Grafting Your Branches

Depending how correct you want your repository, you could skip this step. However it could be a good idea to try to get your merge history correct. This requires a little bit of understanding of the git internals, so at a minimum you should read and understand this introduction. There is also a nice presentation of how git works here that you may consider watching.

So now you understand (you went over those links right?) that the way git figures out merges is such that it basically creates a new node on the graph that points to both the head of master and of the branch. And then it basically takes the file contents from the 3 points, the new merge base node (the ancestor), and each parent, deltafies them and applies the result to the ancestor. Obviously if they don’t apply cleanly a conflict is created and must be resolved. The previous revisions contents is no longer relevant at all, except as a part of history, and our new snapshot of the history is born. So this is basically what we have to fix.

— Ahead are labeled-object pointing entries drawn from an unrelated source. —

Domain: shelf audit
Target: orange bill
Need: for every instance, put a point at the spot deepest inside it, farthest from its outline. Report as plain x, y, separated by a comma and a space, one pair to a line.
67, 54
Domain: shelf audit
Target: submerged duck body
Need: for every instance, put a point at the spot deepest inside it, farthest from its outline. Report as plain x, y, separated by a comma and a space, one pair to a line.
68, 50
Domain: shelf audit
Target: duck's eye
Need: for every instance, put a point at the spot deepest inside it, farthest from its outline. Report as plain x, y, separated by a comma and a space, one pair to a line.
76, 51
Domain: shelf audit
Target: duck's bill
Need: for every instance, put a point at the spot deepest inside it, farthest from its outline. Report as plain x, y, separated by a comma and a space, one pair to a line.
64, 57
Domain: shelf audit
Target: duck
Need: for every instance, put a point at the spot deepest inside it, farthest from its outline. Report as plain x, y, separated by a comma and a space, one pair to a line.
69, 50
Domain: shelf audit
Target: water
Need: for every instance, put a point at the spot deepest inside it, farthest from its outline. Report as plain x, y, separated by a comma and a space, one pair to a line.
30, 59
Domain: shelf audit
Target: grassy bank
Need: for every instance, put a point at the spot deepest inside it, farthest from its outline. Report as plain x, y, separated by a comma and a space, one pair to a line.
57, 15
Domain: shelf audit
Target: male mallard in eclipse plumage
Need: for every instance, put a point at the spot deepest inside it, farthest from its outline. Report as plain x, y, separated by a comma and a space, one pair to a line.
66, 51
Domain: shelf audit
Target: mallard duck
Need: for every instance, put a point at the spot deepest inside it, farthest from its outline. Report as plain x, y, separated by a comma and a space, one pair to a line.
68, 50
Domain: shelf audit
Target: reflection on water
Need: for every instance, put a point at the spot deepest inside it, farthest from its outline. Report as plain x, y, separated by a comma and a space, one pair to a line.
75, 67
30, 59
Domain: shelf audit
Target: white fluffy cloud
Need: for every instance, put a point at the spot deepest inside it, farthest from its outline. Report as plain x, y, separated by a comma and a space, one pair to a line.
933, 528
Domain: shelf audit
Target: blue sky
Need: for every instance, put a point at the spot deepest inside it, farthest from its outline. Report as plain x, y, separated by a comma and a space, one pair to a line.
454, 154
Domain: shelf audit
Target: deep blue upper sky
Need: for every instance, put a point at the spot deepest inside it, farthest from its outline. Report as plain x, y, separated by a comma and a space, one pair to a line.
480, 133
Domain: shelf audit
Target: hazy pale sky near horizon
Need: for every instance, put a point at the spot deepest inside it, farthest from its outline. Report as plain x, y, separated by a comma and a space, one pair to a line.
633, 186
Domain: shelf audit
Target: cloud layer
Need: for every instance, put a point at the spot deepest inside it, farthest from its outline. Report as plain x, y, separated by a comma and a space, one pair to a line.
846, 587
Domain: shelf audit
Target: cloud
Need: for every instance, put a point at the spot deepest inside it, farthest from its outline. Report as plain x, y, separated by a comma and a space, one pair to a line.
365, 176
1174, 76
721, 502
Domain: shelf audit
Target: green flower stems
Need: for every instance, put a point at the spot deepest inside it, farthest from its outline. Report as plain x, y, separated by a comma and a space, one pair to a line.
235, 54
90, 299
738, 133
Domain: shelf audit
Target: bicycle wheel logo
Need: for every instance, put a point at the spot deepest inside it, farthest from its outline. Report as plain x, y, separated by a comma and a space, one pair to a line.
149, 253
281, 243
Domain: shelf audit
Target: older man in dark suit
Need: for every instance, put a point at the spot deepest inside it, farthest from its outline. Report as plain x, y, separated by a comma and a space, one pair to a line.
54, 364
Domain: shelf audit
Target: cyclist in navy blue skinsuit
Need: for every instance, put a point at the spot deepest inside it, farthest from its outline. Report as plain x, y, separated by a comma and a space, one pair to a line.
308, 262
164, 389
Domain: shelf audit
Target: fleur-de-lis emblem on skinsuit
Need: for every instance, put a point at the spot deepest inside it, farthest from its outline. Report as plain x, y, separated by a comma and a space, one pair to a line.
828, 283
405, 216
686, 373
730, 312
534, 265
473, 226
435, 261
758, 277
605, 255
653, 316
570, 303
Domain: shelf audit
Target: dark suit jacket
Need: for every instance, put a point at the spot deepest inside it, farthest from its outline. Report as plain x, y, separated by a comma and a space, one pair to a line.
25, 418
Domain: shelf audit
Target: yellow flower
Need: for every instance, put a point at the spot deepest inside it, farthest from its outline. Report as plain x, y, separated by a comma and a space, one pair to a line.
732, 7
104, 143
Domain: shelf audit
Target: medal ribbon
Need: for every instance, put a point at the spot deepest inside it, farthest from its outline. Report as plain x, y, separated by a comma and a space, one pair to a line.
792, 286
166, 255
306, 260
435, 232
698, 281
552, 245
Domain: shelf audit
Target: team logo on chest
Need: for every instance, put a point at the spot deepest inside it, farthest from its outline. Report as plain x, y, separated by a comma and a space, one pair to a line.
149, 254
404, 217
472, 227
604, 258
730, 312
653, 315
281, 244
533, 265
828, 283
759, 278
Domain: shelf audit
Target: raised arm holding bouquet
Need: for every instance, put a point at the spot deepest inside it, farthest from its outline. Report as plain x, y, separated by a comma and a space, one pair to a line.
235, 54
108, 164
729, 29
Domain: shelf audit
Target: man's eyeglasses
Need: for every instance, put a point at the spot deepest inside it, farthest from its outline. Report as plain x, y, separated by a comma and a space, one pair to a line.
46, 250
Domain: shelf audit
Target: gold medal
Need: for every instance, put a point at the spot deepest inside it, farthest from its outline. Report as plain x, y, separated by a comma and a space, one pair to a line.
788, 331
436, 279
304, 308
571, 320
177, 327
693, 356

This is a snapshot from gitk of my repository. We can see near the bottom that it branched properly, but even though the repository was merged in svn, it doesn’t appear to be merged in our migration to git.

The way to fix this is to edit the .git/info/grafts file. With my great photoshop skills I’m going to point out what goes in there

We need to take what the first arrow is pointing to, and tell git that its parents are its current parent (the third arrow) as well as the point the branch was merged in (the second arrow). So all we have to do is add the hash from each of those commits, put the top node first, then the second and third with a space in between each to the .git/info/grafts file.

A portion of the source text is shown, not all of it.